For eons, humans have worn personal ornaments that tether them to their people; precious items that reflect a clan identity through life and into the grave. But those cultural associations don't always follow family lines.
A new study comparing thousands of pendants from across ice age Europe, dating to between 34,000 and 24,000 years ago, suggests there were at least nine distinct cultural groups of hunter-gatherers within the broader population referred to as the Gravettians, each with their own relatively distinct styles of ornament.
Additional analyses of genetic data from burial sites reveal that some of these categories shared the same cultural embellishments even though they were of different ancestries.
"We've shown that you can have two [distinct] genetic groups of people who actually share a culture," Jack Baker, lead author of the study and archeology doctoral student at the University of Bordeaux in France, told Scientific American's Sarah Wild.
The earliest known instance of ancient humans adorning themselves with beads dates back to around 140,000 years ago, with shell beads found in modern-day Morocco. But the practice of wearing beads really exploded about 45,000 years ago, when ornamental traditions spread across Europe.
"This is the moment when personal ornaments acquire a degree of diversity, enabling researchers to more precisely investigate their role as cultural markers," Baker and colleagues explain in their paper.
To investigate, Baker compiled existing records of thousands of hand-chiseled beads and pendants found at 112 sites dotted across Europe, from Portugal to Russia.

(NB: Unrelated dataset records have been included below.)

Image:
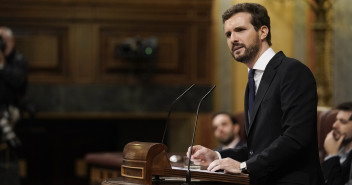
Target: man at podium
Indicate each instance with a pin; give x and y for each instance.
(280, 108)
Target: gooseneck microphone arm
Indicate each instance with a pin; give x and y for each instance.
(171, 106)
(188, 175)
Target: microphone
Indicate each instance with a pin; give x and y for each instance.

Based on their age and other associated artifacts, these ornaments had previously been lumped together as one culture, the Gravettian people. Best known for their venus figures, including the Venus of Willendorf, this widespread population thrived across Europe for around 10,000 years before dying out before the peak of the last ice age.
But the diversity of ornaments, once collated en masse, was striking. The researchers identified 134 different types of beads that the Gravettians had crafted from animal bones, teeth, shells, amber, and stone. Some resembled fishtails; others owls.

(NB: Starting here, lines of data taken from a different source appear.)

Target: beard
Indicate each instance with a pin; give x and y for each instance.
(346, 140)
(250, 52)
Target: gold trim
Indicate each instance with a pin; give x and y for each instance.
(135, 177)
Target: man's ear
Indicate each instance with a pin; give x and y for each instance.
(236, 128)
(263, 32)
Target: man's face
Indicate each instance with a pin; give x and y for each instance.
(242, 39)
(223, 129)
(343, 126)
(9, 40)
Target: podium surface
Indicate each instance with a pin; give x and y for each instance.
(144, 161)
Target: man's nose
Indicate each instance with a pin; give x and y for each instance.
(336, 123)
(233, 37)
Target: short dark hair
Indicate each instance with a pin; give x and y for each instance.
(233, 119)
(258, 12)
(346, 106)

While most of the trinkets were found in the ruins of Gravettian dwellings, some were excavated from burial sites where DNA samples had also been collected.
Comparing ornaments across geographical distances, Baker and colleagues identified nine distinct cultural groups with unique preferences for different types of beads depending on their geography.
Baker says these differences had 'crystalized' in the artifacts found in graves, and could have been worn as a way for people to quickly identify each other.
However, the analysis also suggests that cultural boundaries were at times fluid, with neighboring groups occasionally swapping styles.
Moreover, when the patterns among artifacts were layered over genetic evidence, a more complex story emerged.
The researchers identified two distinct cultural groups in modern-day Italy where DNA evidence had suggested only one existed. And, in another region, spanning present-day France and Belgium, individuals of different genetic backgrounds decorated themselves with the same types of cultural keepsakes.
Researchers have previously cautioned against muddling archeological and genetic evidence. However, archeologist Peter Jordan from Lund University and Hokkaido University has lauded Baker and colleagues' paper as a "landmark study" that reveals how examining ancient artifacts and DNA in tandem can reveal rich tapestries of cultural behaviors and group relations that aren't detectable by studying either DNA or artifacts alone.
The findings also strike a chord that even during bleak ice ages, our ancestors whittled and carved beautiful pendants to identify their people and distinguish themselves from others, Baker says.
"The sense of belonging felt by all humans today is deeply rooted in our shared history and played an important role in determining how Gravettian people adorned themselves," the team concludes.
The study has been published in Nature Human Behaviour.